The second movement is typically a slow movement in symphonies, but here instead it is a sprightly and absolutely delightful little march. The material for this movement comes from music that Tchaikovsky wrote earlier in 1869 as a wedding march for Undine, an opera that he eventually abandoned. It seems, though, that the march was too dear to abandon with that opera, and so Tchaikovsky repurposed it here. Beginning with solo timpani tapping out a steady tempo, the main theme then falls into step with a wonderfully simple and light-hearted theme. For contrast, the movement’s middle section uses another Ukrainian folk tune, “Spin, O my Spinner,” a sad and longing melody first played by the flutes and oboes. The march returns with vigor in the final section with ingenious little variations, for example, when the flute and piccolo add gossamer flourishes to the theme.

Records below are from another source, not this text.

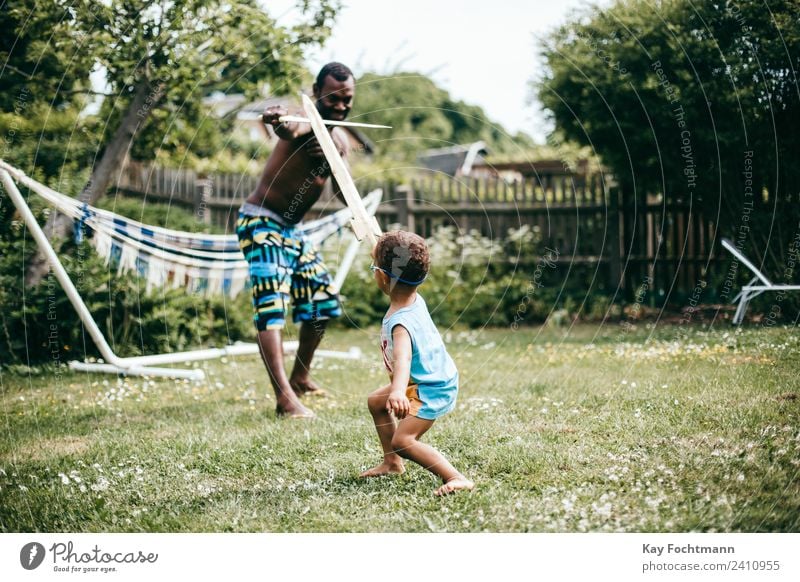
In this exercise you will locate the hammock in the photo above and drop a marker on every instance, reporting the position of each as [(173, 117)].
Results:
[(198, 262)]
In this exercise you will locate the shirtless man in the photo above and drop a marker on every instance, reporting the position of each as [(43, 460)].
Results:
[(282, 264)]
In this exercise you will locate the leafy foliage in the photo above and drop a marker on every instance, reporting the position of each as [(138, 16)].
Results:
[(423, 115), (697, 101)]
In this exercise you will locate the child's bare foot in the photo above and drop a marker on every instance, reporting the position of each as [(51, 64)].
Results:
[(306, 387), (384, 469), (459, 483)]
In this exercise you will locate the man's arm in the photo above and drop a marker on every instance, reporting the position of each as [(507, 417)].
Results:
[(401, 372)]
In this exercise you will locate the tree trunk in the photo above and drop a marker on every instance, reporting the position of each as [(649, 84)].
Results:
[(58, 226)]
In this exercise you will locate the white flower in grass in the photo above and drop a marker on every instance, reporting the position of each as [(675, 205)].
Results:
[(102, 484)]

The third movement, Scherzo, is marked to be played fast and very lively. It’s surely a nod to the two Russian schools that vied for acceptance in the 1870’s: Tchaikovsky’s Western style music making, and the Mighty Five’s grass-roots ideals. Resembling the wild, almost diabolical, scherzos of Beethoven, Tchaikovsky pulls back on the tension just enough so that it also hints at the Scherzo in Borodin’s (one of the leading members of the Mighty Five) Symphony No. 1 (1867). Even so, Tchaikovsky’s Scherzo is uniquely his own, with its rollicking triplets that dance through every bar, surrounded by wonderful little rips of notes in the flutes springing upwards, answered by winds, then strings, ripping downward, creating a kind of little blizzard. A folk tune-like middle section, first played by the oboes and clarinets, abruptly changes from those flying triplets into two beats per bar. The fast-paced, triplet-laden section then quickly returns to end this delightfully manic Scherzo.

The Finale begins with a rather brief introduction of majesty and glory (“Moderato assai,” Very moderately), complete with thundering timpani, and crashes from the cymbals and bass drum – clearly setting the musical tone of this finale as something big. Those introductory bars are comprised of a musical fragment of what will be the main theme of the movement, a Ukrainian folk song called “The Crane.” As the movement moves into its faster tempo (Allegro vivo), “The Crane” appears outright – a playful and merry tune – its melody heard immediately in the first violins in a series of very short notes, with the second violins soon joining in with chirpy little off-beats. Tchaikovsky treats “The Crane” with the Glinka-inspired, ever-changing orchestral accompaniment underneath, just like he had done with the introductory section of the first movement. The tune’s energy and excitement progressively rev up – building up so dramatically, in fact, that after a big, brassy, and percussive climax at about three minutes into the finale, Tchaikovsky introduces a contrasting second theme as a kind of release valve in the aftermath. That second theme is a lovely tune introduced by the strings, soft and lyrical, and which seems to tumble over itself a little on the wrong beats, as if its shoelaces are untied. It’s a marvelously light-hearted foil, but Tchaikovsky will also put it to the flames of excitement, mixing it with “The Crane” theme, as the finale builds to a colossal climax with a smash of the tam-tam (large gong). After this, the concluding section sprints to the end, with exhilarating bombast, in one of Tchaikovsky’s most thrilling and joyful endings.